With the launch of ApplePay for secure online and mobile payments, tokenization has become a hot topic in data security right now. Born from a need to secure PCI data, tokenization technologies substitute real data with fake data or a ‘token’ that has no value to a thief.
Tokenization can be used to de-identify any structured sensitive information, as defined by PCI DSS, HIPAA and NIST and others, such as credit cards, names, social security numbers, addresses, and any other PCI, personally identifiable information (PII), or protected health information (PHI) data. Tokens have the same appearance as the data they replace, meaning they can be used for processing and analytics in existing systems with minimal modification. Recent statistics from CSIS put the cost of breaches last year at around $400 billion with over 100 million people affected globally.
As data creation continues exponentially, the cost, risk and sophistication of breaches increase, and laws governing data security are debated and reformed globally, all industries are fast turning to tokenization to secure their data. But not all tokenization is created equal. Modern vaultless tokenization delivers the most secure, transparent and flexible solution with the greatest ROI to organizations looking to protect and realize the value in their sensitive and customer data. In this slideshow, Protegrity explains five characteristics of tokenization that every organization can benefit from.

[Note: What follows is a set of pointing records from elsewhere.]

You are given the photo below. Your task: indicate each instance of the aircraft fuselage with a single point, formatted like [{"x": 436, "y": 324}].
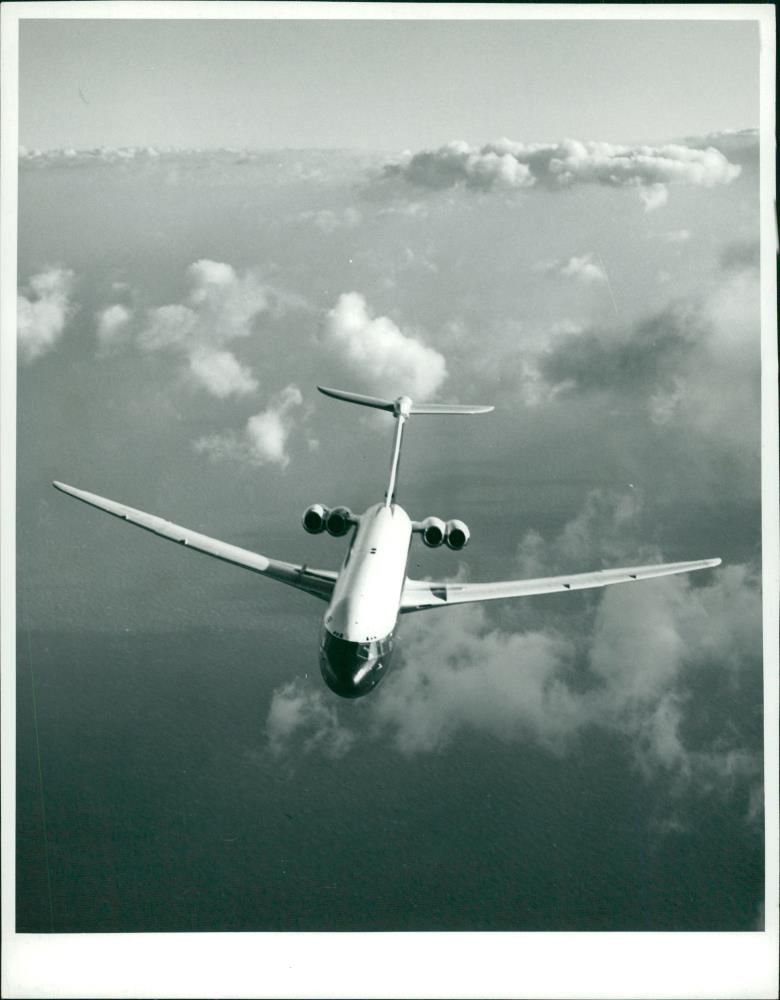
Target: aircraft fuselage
[{"x": 357, "y": 631}]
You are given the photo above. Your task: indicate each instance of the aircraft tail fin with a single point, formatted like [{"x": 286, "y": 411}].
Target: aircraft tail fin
[
  {"x": 402, "y": 408},
  {"x": 403, "y": 405}
]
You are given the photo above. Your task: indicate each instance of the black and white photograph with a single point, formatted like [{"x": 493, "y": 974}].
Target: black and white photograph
[{"x": 390, "y": 524}]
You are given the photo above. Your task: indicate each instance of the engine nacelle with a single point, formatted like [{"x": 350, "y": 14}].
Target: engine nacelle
[
  {"x": 338, "y": 521},
  {"x": 433, "y": 530},
  {"x": 314, "y": 518},
  {"x": 456, "y": 535}
]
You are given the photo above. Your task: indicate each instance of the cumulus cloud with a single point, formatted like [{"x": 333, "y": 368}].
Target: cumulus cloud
[
  {"x": 741, "y": 255},
  {"x": 221, "y": 373},
  {"x": 695, "y": 364},
  {"x": 222, "y": 307},
  {"x": 634, "y": 680},
  {"x": 379, "y": 354},
  {"x": 264, "y": 438},
  {"x": 597, "y": 362},
  {"x": 42, "y": 312},
  {"x": 645, "y": 664},
  {"x": 677, "y": 236},
  {"x": 584, "y": 269},
  {"x": 654, "y": 196},
  {"x": 505, "y": 164},
  {"x": 328, "y": 220},
  {"x": 112, "y": 327},
  {"x": 608, "y": 531},
  {"x": 302, "y": 717}
]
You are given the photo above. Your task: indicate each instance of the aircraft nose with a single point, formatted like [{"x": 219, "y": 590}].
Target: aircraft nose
[{"x": 352, "y": 669}]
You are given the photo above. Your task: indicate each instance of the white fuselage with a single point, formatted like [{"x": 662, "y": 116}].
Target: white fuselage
[{"x": 359, "y": 622}]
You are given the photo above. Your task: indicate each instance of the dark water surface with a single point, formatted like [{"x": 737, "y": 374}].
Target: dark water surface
[{"x": 166, "y": 811}]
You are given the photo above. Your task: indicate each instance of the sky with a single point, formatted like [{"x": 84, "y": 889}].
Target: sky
[
  {"x": 380, "y": 85},
  {"x": 560, "y": 219}
]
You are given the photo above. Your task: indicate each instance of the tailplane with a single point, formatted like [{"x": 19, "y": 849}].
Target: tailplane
[
  {"x": 398, "y": 407},
  {"x": 402, "y": 408}
]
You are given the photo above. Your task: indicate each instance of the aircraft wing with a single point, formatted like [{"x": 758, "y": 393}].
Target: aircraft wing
[
  {"x": 418, "y": 595},
  {"x": 317, "y": 582}
]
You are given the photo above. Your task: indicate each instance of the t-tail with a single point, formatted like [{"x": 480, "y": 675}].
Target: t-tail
[{"x": 402, "y": 408}]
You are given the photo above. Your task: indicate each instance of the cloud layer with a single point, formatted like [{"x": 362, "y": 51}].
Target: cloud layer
[
  {"x": 42, "y": 312},
  {"x": 222, "y": 306},
  {"x": 112, "y": 327},
  {"x": 379, "y": 354},
  {"x": 264, "y": 438},
  {"x": 505, "y": 164}
]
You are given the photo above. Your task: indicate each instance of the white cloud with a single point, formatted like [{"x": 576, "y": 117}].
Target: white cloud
[
  {"x": 677, "y": 236},
  {"x": 328, "y": 220},
  {"x": 264, "y": 438},
  {"x": 379, "y": 354},
  {"x": 43, "y": 312},
  {"x": 221, "y": 373},
  {"x": 461, "y": 674},
  {"x": 606, "y": 532},
  {"x": 112, "y": 324},
  {"x": 507, "y": 164},
  {"x": 583, "y": 269},
  {"x": 654, "y": 196},
  {"x": 303, "y": 717},
  {"x": 648, "y": 641},
  {"x": 222, "y": 307}
]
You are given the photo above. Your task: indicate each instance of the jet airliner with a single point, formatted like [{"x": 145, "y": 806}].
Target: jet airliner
[{"x": 371, "y": 590}]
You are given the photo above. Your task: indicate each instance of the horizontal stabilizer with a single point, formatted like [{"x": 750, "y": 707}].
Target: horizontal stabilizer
[
  {"x": 409, "y": 407},
  {"x": 431, "y": 408},
  {"x": 355, "y": 397}
]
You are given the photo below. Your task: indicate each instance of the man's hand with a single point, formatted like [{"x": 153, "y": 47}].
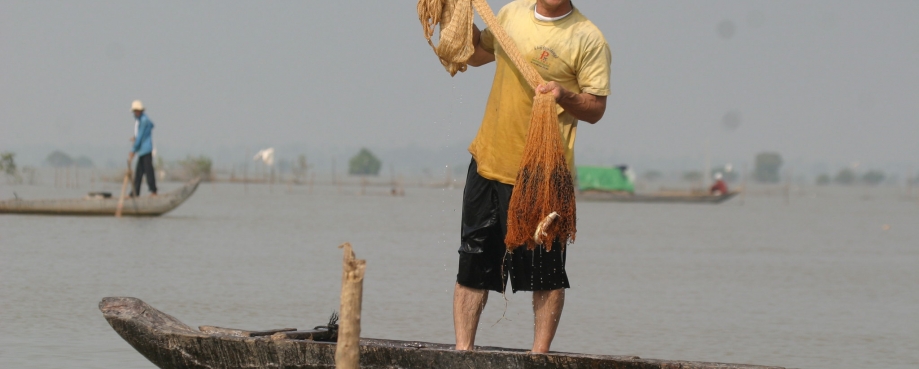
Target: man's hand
[
  {"x": 555, "y": 89},
  {"x": 584, "y": 106}
]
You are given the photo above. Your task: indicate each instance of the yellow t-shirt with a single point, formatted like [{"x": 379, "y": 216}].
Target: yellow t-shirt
[{"x": 570, "y": 51}]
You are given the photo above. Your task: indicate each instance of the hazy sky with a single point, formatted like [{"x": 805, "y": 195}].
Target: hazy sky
[{"x": 827, "y": 81}]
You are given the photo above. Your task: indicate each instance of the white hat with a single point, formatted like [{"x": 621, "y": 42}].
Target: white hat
[{"x": 137, "y": 105}]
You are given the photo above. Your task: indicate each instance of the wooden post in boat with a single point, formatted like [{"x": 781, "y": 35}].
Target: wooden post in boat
[
  {"x": 347, "y": 351},
  {"x": 124, "y": 183}
]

The Benefits of Tokenization
Click through for five advantages of tokenization that every organization should know about, as identified by Protegrity.
Data Protection
Tokenization protects data, removing the sensitivity by replacing real data with a substitute that has no value to a thief. The problem with encryption is that if the key is cracked, data is in the clear. Using tokenization ensures that data cannot be exposed and mitigates the financial and reputational impact to organizations and their customers should a breach occur.
Analytical Value
The data type and length of original data is preserved during tokenization, while a small number of characters may remain original or ‘exposed’ and tokens remain consistent for pattern matching and analysis. This sufficiently protects data while allowing business insight and processing to continue as usual; it is insufficient to be attractive to a hacker or malicious user. Requiring minimal modification to existing systems, vaultless tokenization seamlessly provides continuous data protection from the moment of capture to storage in the data center – and everywhere in between.
Compliant Outsourcing
While it has become relatively common practice to outsource or offshore certain business processes to reduce operational costs, many businesses looking to take advantage of the financial rewards promised are fearful of violating data residency laws and concerned about the safety of cloud computing. Using tokenization to de-identify and protect sensitive information before it leaves an enterprise opens a legal and secure pathway for organizations to offshore and outsource data to reduce costs and gain business insight.
Data Value
All organizations generate, capture, process and store data in ever increasing amounts. But as Big Data technologies innovate new ways to find value and insight in data, organizations and businesses must be aware of the privacy choices their customers make and which regulatory requirements apply to the PII and PHI data they collect. PCI DSS, HIPAA and NIST and others endorse the use of tokenization as a form of de-identification that allows organizations to compliantly benefit financially and intellectually from data sharing.
Peace of Mind
Current regulations are very likely to change in the near future to require significantly stronger security measures with increased emphasis on privacy and data de-identification. Tokenized data safeguards privacy and is exempt from many breach notification regulations including HIPAA, PCI DSS and Safe Harbour. Vaultless tokenization allows organizations to “future proof” their data security strategies against the expanding nature of Big Data and cloud technologies and also the stricter regulatory mandates that are on the horizon.